Desde que el presidente de Estados Unidos, Donald Trump, decidió desplegar a más soldados sobre el terreno, las fuerzas afganas y sus aliados occidentales han respondido al avance de los talibanes y de ISIS intensificando los ataques y los bombardeos aéreos. Con ello han conseguido matar a algunos de los líderes y limitar el poder de los insurgentes.

El control de Estados Unidos sobre el espacio aéreo afgano hace que sea imposible para los talibanes impulsar un ataque militar convencional sobre Kabul. Sin embargo, si algo demuestran todos y cada uno de los años de esta guerra, el hecho de que Occidente refuerce su presencia militar en Afganistán no garantiza la paz en la capital o el resto del país.

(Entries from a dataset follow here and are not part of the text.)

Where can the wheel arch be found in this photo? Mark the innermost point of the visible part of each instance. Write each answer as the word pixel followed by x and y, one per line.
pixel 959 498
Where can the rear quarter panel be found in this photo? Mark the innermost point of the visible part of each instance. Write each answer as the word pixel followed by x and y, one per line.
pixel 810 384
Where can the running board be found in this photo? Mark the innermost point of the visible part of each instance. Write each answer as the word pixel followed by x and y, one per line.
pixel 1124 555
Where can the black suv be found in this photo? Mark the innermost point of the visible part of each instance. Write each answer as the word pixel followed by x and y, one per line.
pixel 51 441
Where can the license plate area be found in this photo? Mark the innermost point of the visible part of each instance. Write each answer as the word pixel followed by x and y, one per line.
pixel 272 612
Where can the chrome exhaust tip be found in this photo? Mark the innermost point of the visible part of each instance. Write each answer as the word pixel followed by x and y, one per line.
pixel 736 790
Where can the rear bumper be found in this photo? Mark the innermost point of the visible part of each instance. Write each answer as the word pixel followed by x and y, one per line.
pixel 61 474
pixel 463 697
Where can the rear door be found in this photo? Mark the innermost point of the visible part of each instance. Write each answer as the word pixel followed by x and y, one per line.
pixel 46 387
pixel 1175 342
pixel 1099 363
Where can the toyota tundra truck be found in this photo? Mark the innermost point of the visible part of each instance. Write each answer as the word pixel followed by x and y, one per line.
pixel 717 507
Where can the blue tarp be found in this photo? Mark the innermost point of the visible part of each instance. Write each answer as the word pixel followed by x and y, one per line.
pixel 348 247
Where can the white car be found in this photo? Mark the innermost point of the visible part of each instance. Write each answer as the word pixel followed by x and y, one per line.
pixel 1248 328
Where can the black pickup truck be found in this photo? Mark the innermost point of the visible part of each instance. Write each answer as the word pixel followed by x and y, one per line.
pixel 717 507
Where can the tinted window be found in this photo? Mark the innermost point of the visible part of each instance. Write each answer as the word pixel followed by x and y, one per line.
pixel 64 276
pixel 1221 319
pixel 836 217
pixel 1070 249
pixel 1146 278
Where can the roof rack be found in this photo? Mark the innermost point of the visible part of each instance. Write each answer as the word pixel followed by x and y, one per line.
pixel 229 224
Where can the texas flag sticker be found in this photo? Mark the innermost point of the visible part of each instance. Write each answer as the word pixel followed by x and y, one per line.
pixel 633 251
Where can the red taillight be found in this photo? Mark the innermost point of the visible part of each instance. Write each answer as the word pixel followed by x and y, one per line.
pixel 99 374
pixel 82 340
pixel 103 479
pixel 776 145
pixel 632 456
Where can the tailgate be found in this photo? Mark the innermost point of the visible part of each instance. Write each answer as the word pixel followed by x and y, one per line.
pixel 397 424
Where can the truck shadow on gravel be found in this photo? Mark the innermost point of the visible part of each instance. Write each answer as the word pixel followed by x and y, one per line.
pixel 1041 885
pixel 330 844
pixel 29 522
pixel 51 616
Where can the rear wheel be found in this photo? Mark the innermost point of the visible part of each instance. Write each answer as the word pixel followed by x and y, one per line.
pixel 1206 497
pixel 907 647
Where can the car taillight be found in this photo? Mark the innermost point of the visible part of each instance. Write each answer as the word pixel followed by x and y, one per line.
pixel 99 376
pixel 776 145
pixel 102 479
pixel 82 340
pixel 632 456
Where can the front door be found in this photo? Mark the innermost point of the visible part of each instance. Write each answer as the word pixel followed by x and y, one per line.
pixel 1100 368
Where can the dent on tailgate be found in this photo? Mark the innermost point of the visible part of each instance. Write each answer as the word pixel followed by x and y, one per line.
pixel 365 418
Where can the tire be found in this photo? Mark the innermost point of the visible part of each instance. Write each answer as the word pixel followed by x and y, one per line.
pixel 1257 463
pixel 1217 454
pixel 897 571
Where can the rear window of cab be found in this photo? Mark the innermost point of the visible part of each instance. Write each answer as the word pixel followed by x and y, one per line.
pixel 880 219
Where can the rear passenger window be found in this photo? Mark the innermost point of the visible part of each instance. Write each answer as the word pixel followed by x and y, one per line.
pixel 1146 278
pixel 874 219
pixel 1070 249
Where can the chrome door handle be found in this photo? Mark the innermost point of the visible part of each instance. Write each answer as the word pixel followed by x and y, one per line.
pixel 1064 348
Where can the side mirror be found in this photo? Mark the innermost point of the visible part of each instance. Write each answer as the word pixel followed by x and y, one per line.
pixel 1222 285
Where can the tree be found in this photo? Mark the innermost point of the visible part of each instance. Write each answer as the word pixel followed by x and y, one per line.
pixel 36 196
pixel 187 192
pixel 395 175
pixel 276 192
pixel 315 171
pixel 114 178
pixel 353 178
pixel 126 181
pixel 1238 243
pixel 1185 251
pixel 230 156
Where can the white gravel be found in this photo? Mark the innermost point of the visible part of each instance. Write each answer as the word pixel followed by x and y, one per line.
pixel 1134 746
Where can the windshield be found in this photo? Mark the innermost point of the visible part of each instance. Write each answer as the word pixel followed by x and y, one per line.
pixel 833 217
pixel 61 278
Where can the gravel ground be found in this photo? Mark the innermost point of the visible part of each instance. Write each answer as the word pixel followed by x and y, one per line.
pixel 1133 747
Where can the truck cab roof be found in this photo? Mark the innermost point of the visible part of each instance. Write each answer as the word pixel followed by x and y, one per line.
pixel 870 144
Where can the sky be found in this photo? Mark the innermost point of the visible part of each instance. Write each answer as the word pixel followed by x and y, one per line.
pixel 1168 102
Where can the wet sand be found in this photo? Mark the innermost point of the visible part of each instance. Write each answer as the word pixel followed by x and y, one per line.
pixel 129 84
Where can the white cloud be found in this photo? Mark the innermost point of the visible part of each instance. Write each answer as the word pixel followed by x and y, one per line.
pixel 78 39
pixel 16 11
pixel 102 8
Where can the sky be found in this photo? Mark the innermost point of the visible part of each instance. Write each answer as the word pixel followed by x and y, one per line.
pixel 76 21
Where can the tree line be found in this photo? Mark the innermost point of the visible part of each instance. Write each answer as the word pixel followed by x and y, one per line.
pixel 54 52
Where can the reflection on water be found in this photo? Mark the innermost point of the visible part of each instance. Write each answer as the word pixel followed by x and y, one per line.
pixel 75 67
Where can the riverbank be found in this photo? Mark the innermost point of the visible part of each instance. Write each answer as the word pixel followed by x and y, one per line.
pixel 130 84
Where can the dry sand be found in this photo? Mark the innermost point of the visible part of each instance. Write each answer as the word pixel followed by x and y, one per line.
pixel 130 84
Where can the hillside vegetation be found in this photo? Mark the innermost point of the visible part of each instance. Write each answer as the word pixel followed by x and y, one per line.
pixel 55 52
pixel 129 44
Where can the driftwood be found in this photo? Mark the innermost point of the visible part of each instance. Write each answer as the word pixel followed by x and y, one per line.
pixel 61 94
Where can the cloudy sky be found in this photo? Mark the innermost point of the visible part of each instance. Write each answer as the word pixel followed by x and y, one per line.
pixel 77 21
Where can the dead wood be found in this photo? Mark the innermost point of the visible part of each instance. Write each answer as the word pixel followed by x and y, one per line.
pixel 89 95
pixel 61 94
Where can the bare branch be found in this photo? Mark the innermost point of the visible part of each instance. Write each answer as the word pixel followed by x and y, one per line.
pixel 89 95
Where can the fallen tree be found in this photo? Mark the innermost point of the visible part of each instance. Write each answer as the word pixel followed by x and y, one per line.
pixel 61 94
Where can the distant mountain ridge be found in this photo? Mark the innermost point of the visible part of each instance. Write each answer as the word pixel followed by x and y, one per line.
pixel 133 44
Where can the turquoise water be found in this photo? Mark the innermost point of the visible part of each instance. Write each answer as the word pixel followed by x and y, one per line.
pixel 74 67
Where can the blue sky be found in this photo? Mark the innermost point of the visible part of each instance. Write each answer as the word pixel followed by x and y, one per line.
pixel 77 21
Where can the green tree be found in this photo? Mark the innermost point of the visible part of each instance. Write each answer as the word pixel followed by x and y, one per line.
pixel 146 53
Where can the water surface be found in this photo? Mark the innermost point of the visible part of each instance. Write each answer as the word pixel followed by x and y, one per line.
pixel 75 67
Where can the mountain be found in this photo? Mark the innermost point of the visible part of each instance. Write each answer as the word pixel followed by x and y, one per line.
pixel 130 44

Incluso en ciudades como Londres y París, los servicios de inteligencia no han podido evitar que se cometan atentados, y Kabul tiene muchos más habitantes por metro cuadrado, está situada relativamente cerca de los feudos de las fuerzas rebeldes y cuenta con habitantes que apoyan o simpatizan con los talibanes.

Si Estados Unidos asume el compromiso de quedarse y los talibanes mantienen su determinación a expulsarlos, los afganos solo pueden aspirar a seguir inmersos en una guerra que los ha estado azotando, en sus distintas variables, durante cuarenta años. No debería extrañarnos que hayan perdido la esperanza y estén huyendo a otros países.